Definition

In-Game-Advertising (kurz: IGA; deutsch: Werbung im Spiel) bezeichnet das Schalten von Werbeanzeigen in Spielen.

 

Allgemeine Informationen

Werbebanner werden schon seit den Anfängen der ersten Computerspiele und Konsolen verwendet. Während meist Eigenwerbung oder die der Kooperationspartner zu sehen waren, wurden Spiele erst im letzten Jahrzehnt als effizienter Werbeträger erkannt. Insbesondere die Entwicklung von Online-Games und Free to Play-Lösungen ist hier zu erwähnen. In Online-Games findet man eine große Anzahl an In-Game Advertising und Product Placement (deutsch: Produkt Platzierung). Einerseits, um die Spielentwicklung zu finanzieren und andererseits, um durch Werbung Umsätze zu erzielen.

 

Funktionsarten von In-Game-Advertising

Es gibt zwei Formen des IGA:

  1. DIGA oder Dynamische Werbung im Spiel ist veränderbar und kann zeit- oder ortsgebunden sein. Sie wird an bestimmten Orten im Spiel eingeblendet, wenn der Spieler sich gerade dort aufhält.

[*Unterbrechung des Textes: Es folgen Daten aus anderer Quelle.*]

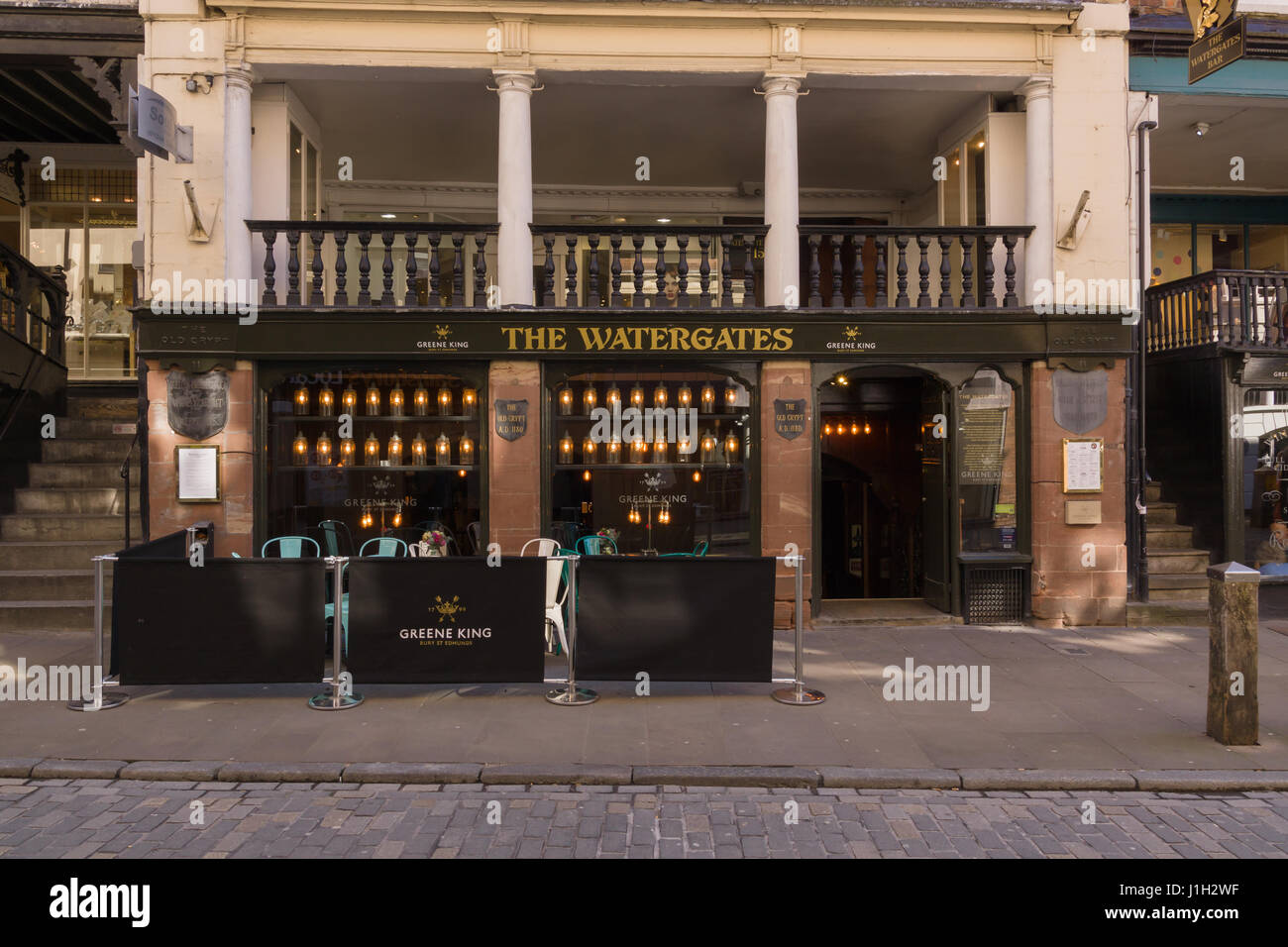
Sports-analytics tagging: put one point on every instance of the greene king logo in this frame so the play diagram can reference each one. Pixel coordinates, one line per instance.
(52, 684)
(73, 900)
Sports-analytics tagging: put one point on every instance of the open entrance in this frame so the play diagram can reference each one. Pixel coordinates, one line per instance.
(883, 492)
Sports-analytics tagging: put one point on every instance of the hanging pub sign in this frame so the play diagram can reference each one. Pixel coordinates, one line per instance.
(790, 418)
(1220, 38)
(511, 418)
(1080, 399)
(197, 405)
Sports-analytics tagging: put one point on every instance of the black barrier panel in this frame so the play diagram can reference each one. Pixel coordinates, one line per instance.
(702, 618)
(447, 618)
(230, 621)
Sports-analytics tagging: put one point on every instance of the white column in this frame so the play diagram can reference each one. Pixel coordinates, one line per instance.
(782, 189)
(237, 179)
(1039, 185)
(514, 187)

Inhaltlich ist diese Werbebotschaft flexibel. Bei jedem neuen Spiel oder jeder neuen Session kann eine andere Werbebotschaft geschaltet werden.
  2. SIGA oder Statische Werbung im Spiel kann in den Handlungsverlauf des Spiels eingebunden sein oder sie besteht aus gezielten Platzierungen von Produkten in der Umgebung des Spiels. Schon während der Entwicklung eines Spiels werden Unternehmen Werbeplätze angeboten, die „im Spiel“ bleiben – auch über dessen Verwendungszeitraum hinaus.

 

In-Game-Advertising in der Praxis

In der Praxis werden verschiedene Merkmale verwendet, um beide Formen von In-Game-Advertising zu bewerten. Der Werbende hat ein Interesse daran, dass die gebuchten Werbeplätze günstig und gleichzeitig in ihrer Wirkung messbar sind. Die Dauer der Einblendung, die relative Bildschirm-Größe und der Mindestbetrachtungswinkel sind die Merkmale, die einen Werbekontakt charakterisieren. Der Mindestbetrachtungswinkel ist ein Maß für Werbung, die aufgrund ganz bestimmter 3D-Koordinaten am besten wahrgenommen wird. Der Gamer hat dann einen perfekten Blick auf die jeweilige Werbefläche. Das führt dazu, dass solche Werbeflächen im Spiel hochpreisiger verkauft werden.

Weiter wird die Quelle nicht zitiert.